At a minimum, one could publish links to all the various web sites and machine-readable datasets about a topic on the evidence dump.
Often there is someone who volunteers to gather and transform data from many places with a bespoke program published on GitHub. If so, someone should be able to import the output of that program into the evidence dump (and other people should be able to review the output and claim that it accurately reflects particular sources or not: "data about X matches source Y").
Ideally, the evidence dump itself would support some kind of data import process that involves transformations on the source data to produce a common schema.
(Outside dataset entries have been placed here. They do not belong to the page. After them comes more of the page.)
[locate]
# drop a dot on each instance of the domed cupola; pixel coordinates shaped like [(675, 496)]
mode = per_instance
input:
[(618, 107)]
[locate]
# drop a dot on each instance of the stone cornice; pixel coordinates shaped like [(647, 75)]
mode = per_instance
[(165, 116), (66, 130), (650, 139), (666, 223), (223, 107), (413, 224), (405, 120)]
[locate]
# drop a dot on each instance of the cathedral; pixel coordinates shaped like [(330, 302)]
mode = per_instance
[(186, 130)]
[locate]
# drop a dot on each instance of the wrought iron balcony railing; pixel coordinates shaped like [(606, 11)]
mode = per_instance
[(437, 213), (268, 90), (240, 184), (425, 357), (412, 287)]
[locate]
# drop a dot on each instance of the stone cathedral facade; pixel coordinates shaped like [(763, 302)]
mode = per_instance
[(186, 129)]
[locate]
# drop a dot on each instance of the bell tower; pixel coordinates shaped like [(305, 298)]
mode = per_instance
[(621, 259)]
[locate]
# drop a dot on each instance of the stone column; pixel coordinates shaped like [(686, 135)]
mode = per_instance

Sources can be grouped. Ideally we would find ways to do this semi-automatically. Example:
- Studies addressing the question "<question>?"
- Study 1
- Study 2
- Study 3
- Study 4
- Study 1
More broadly, lists of things in categories are useful. People should be able to publish lists about any topic, and other people should be able to vote about certain aspects of the items on the lists. If it's a list of tools for task X, for example, people could vote on how good tool T is for task X.
To publish an analysis, users would take a bunch of claims, and write some logic involving those claims to produce a conclusion.
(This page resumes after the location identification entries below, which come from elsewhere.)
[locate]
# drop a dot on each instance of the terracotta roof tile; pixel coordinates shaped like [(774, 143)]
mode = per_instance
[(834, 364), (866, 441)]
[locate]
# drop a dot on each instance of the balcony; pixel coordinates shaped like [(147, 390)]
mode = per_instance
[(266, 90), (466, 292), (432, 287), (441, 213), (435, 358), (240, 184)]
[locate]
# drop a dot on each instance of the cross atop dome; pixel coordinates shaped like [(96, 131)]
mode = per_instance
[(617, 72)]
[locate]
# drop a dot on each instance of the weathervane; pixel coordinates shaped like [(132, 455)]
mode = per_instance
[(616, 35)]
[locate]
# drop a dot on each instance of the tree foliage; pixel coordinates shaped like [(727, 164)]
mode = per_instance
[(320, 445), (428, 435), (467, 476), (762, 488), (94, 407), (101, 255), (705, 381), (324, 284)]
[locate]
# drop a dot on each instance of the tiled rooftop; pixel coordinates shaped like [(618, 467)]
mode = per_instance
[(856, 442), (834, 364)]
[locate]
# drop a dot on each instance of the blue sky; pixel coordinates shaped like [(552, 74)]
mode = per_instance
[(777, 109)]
In the first draft of this proposal, I suggested a very precise writing style similar to legalese:
- Humans have been adding CO2 to the atmosphere, mostly by burning fossil fuels
- Reference(s) on this topic
- Natural carbon sources and sinks, such as oceans and plants, are net absorbers of CO2 from the atmosphere every year
- Reference(s) on this topic
- There are no major CO2 emitters except humans (including man-made machines) and natural carbon sinks
- Therefore, given humans are responsible for the increase of CO2 in the atmosphere in the modern era (20th/21st centuries)
- This reasoning relies on the law of conservation of mass and the fact that CO2 is not created or destroyed in the atmosphere itself.
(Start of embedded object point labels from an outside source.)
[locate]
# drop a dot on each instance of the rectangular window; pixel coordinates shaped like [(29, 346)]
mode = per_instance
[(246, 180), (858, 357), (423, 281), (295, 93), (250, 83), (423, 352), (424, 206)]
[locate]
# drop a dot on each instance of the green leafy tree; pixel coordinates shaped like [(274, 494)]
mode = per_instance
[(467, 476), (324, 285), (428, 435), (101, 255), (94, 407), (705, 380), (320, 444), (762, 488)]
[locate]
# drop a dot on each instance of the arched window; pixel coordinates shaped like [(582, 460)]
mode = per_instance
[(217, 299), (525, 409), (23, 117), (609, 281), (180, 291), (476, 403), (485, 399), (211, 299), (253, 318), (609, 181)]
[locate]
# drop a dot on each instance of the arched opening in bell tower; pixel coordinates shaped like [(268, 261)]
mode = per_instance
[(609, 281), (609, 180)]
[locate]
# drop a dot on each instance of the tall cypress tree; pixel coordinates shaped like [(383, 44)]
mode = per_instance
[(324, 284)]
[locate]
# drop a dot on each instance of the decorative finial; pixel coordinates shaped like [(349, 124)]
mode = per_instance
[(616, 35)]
Here it says "net absorbers of CO2 from the atmosphere" rather than just "net absorbers of CO2"; there is an exhaustivity clause (third point); it has the phrase "including man-made machines" to clarify that we're not just talking about what comes directly from human bodies; and the law of conservation of mass is mentioned.
I was thinking that politically sensitive topics need careful, complete, qualified wording that is correct and complete so that the conclusion cannot be reasonably contested, and then the voting system would help such careful treatments to rise to the top.
But this seems unacceptable: people don't want to read or write stuff like this. Clear but easy-to-read statements should rise to the top, or the site can't gain popularity. However, caveats and clarifications are important; they need to be included and preserved. I am unsure how to achieve the right balance.
The result of an analysis can be used to support other analyses, forming a DAG (directed acyclic graph) of analyses, i.e. a network of proposed conclusions.
But before we move on, notice that the third clause is a negative statement ("There are no..."). They say you can't prove a negative, but you kinda can: as long as no one can find credible evidence against it, negative statements should generally stand.
I don't quite know how, but
- An analysis should be somewhat resistant to cherry picking. For example, an author could cherry pick two papers that support a desired conclusion, but other users should be able to add additional scientific papers that throw a wrench into the analysis.
- Users should be able to suggest constructive modifications to an analysis to fix flaws or omissions; other users and the author could then vote on them.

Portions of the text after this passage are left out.